FIG. 1 is an overall side view according to an embodiment of the present invention.

FIG. 2 is a top view of FIG.

FIG. 3 is a side view for explaining the relationship between the mold clamping device, the injection device, and the mold in the conventional example.

[Explanation of symbols]

 1 Mounting Plate 2 Model Plate 3 Notch Groove 4 Notch Groove 5 Tapered Surface 6 Actuator (Cylinder) 8 Block 9 Pin 10 (20) Long Pin 11 (21) Lock Plate 12 (22) Engagement Part 13 (23) Mounting Part 14 (24) Lever 17 Dividing surface

Claims (1)

[Claims] 1. An injection molding machine having a fixed side platen and a movable side platen, wherein a mold plate and a mounting plate are combined into a set of dies, one side of which is the fixed side platen and the other side is the It is fixed to the movable side platen and is clamped by the movement of the movable side platen.
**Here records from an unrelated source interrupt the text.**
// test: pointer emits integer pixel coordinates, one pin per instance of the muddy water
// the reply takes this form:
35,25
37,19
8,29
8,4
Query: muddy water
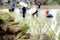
35,23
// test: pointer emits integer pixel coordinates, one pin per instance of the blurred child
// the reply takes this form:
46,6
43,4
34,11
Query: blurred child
48,14
36,12
24,11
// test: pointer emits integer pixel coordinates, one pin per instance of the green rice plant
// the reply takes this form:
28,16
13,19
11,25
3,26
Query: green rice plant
59,37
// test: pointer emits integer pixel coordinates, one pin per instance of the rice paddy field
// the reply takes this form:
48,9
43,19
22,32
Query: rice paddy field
34,28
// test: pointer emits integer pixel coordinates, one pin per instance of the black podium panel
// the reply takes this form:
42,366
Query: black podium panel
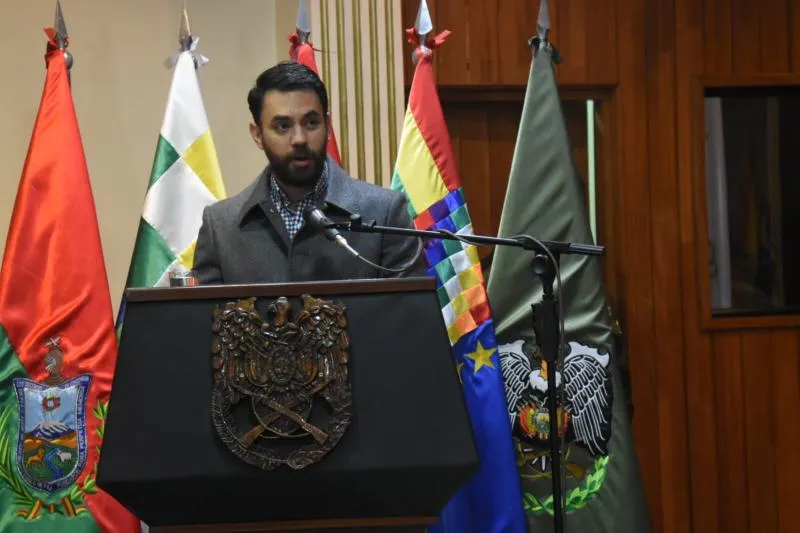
407,450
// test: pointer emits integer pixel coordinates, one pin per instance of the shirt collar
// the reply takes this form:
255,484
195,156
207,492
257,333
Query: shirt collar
317,194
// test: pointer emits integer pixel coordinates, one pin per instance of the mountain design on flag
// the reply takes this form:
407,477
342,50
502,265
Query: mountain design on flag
58,349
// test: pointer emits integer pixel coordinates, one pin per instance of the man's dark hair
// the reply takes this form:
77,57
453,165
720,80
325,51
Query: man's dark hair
285,76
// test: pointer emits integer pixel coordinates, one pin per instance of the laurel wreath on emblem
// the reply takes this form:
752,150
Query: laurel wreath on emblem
577,498
284,369
31,507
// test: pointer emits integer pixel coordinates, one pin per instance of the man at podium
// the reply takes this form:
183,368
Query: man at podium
263,234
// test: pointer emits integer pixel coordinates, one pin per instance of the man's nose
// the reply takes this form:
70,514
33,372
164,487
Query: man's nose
299,136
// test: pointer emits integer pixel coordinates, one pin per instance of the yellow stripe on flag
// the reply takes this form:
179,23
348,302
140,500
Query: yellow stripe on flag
417,169
201,156
186,257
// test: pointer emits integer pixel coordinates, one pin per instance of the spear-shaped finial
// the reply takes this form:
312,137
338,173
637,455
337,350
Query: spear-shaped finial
185,31
422,26
303,23
541,40
62,37
543,24
187,42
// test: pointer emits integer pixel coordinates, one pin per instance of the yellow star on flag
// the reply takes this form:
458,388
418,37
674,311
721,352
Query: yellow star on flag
482,357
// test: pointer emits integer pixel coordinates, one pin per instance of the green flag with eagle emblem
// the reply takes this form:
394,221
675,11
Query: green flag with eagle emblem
544,199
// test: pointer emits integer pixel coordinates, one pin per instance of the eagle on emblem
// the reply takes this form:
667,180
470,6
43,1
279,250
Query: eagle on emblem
584,417
282,366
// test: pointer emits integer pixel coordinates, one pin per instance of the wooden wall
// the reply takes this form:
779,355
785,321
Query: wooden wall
716,406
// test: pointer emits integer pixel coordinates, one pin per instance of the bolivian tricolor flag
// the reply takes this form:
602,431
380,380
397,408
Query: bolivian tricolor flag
426,172
57,344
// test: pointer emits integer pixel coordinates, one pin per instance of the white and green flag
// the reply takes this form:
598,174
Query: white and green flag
184,180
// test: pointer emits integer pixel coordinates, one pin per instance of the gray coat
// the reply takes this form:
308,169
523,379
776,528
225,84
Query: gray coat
243,238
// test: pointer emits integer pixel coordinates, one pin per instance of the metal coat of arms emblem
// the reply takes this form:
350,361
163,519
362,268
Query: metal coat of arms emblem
291,373
51,449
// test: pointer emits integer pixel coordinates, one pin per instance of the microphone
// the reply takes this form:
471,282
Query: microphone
317,219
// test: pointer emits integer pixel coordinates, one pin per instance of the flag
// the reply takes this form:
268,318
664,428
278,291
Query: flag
302,52
57,344
425,171
544,199
185,178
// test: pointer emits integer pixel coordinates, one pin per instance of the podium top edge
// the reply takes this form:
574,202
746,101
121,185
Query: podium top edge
315,288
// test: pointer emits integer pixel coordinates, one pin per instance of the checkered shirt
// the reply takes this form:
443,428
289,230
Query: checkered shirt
293,219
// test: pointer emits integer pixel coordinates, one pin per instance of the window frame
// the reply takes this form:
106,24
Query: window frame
746,319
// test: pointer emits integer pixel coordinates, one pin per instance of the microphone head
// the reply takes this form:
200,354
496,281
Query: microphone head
315,217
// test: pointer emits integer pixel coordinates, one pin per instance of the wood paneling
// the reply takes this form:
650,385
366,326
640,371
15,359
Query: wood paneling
716,421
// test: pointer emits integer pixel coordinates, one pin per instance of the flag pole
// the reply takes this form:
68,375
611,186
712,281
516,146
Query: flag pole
62,38
548,316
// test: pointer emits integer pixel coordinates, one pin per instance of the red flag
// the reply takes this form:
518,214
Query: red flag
303,53
58,349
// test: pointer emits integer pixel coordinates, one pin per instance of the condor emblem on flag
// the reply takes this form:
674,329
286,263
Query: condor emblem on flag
51,449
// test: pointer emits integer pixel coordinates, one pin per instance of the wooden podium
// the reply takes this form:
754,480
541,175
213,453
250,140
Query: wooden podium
407,450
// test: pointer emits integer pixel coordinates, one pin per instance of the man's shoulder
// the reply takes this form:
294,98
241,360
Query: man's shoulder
231,208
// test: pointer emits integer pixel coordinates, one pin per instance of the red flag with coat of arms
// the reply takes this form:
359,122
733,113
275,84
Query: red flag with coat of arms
58,348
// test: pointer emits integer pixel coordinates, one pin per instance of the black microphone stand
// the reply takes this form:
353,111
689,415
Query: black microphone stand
545,314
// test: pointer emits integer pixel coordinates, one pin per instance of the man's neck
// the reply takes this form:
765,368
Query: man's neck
294,194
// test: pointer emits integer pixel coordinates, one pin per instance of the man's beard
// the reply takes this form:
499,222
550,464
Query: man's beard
298,176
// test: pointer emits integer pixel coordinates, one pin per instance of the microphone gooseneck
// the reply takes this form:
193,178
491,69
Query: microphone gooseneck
315,218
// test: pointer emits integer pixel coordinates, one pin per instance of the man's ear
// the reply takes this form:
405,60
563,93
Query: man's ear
255,133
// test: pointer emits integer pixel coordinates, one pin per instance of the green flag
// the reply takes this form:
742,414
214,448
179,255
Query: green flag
604,492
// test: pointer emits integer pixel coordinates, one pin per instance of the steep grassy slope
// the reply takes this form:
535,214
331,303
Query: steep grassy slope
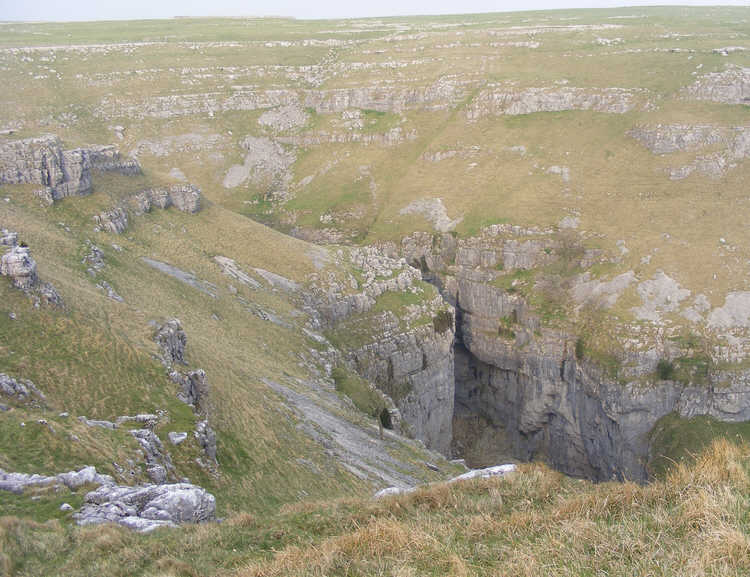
96,357
366,132
536,522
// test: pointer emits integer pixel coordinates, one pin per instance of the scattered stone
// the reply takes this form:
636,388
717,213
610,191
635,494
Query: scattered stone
20,267
284,118
176,438
550,99
17,482
732,86
266,163
62,173
184,197
172,340
22,390
496,471
206,438
148,507
114,220
659,294
734,314
194,389
232,269
111,293
158,460
97,423
434,211
182,276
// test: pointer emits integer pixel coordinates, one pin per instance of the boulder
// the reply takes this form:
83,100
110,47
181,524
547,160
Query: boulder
147,507
114,220
172,340
18,264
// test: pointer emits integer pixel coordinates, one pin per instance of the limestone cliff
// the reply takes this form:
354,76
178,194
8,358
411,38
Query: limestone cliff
529,388
405,348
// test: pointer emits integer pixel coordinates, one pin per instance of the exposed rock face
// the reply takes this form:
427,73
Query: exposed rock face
194,388
408,360
520,388
415,369
172,340
669,138
266,163
20,267
114,220
284,118
440,95
158,461
503,101
21,389
18,264
434,211
206,438
61,172
148,507
486,473
733,143
17,482
184,197
732,86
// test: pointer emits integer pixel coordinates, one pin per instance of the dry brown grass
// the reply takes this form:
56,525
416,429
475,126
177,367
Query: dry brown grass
538,522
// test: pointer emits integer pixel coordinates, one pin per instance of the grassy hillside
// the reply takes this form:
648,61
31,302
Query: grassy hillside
535,522
363,132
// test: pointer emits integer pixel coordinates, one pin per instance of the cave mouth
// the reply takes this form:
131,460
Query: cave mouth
479,436
385,419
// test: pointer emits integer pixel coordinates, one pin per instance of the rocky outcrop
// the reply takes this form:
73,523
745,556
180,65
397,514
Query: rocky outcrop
18,482
669,138
206,438
266,163
415,369
194,388
408,357
147,507
62,173
486,473
158,461
733,144
442,94
284,118
184,197
731,86
171,339
114,220
20,267
526,390
19,389
17,264
500,100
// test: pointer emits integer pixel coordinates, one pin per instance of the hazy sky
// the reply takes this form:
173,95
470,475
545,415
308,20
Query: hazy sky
115,9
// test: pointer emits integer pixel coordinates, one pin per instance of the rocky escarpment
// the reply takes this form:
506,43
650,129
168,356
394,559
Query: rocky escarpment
505,100
731,86
147,507
193,389
61,173
17,264
530,388
733,144
406,349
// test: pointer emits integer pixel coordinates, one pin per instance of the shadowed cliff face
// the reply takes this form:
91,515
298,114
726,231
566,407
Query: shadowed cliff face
524,391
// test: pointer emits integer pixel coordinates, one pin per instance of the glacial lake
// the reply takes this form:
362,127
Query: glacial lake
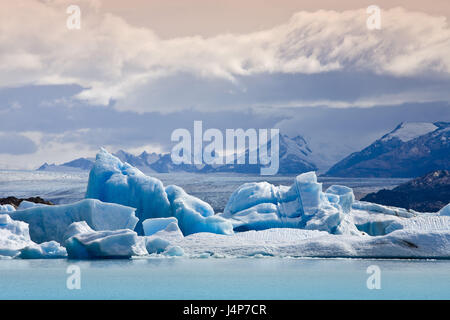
233,278
224,279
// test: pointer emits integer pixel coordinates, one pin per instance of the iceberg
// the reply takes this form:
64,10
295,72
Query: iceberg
49,223
162,227
259,206
445,211
421,223
110,180
195,215
28,204
288,242
14,236
159,232
46,250
7,208
84,243
345,196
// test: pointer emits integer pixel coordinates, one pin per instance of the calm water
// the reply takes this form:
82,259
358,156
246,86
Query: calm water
267,278
250,278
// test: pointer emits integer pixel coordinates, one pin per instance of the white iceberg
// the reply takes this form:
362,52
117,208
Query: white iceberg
110,180
14,236
152,226
49,223
160,232
195,215
288,242
345,196
28,204
445,211
5,208
84,243
258,206
46,250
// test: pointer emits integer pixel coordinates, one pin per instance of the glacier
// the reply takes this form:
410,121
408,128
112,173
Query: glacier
127,213
110,180
82,242
49,223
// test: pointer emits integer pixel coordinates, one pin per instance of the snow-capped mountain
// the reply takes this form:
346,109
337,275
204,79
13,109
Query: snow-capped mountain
294,154
77,164
412,149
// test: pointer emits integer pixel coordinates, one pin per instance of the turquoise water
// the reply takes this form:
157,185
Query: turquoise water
266,278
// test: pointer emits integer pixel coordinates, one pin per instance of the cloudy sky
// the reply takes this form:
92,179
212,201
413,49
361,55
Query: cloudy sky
137,70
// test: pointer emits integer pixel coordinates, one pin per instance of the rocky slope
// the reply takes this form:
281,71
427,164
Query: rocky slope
428,193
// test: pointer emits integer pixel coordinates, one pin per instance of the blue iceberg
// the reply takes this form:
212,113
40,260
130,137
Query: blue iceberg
110,180
195,215
14,236
46,250
84,243
49,223
259,206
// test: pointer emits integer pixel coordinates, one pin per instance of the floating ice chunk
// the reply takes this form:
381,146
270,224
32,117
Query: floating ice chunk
345,194
421,223
373,223
309,191
4,208
156,244
258,206
152,226
261,216
378,208
287,242
46,250
445,211
160,232
110,180
249,195
14,236
50,222
28,204
174,251
90,244
195,215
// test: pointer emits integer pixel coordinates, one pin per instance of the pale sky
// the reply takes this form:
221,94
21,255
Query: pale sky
136,70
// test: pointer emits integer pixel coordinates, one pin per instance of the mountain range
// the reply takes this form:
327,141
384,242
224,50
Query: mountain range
428,193
294,158
412,149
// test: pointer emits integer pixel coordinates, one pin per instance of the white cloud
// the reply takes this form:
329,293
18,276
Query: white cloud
112,59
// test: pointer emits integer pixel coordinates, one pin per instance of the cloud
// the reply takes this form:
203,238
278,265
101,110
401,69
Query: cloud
115,61
16,144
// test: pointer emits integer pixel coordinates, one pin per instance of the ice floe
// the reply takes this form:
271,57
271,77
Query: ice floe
49,223
84,243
By the mold clamping, the mold comes into surface contact with the dividing surface and forms a cavity, and the molten resin is held in the cavity during the mold clamping. In a mold for injection molding, an actuator is attached to one of a mounting plate or a platen of the mold, and a block and a lever fixed at the tip of the actuator are rotatably pivoted by a pin. A substantially notched groove is provided substantially at the center of the template or the mounting plate, and a lock plate having an engaging portion inside the tip of the groove is attached to the template or the mounting plate via a long pin, and the long pin Is a lock It is firmly fixed to the plate and is rotatably inserted into the hole of the template or the mounting plate, and a wide notch groove is formed in the center of the template or the mounting plate on the other side. A tapered surface is formed on the surface of the cutout groove so as to form the same angle as the lock plate, and one end of the long pin is inserted into and fixed to the lever, and the long pin is operated by the operation of the actuator. The locking device in a mold, wherein the locking portion of the locking plate is engaged with the tapered surface on the other side by locking.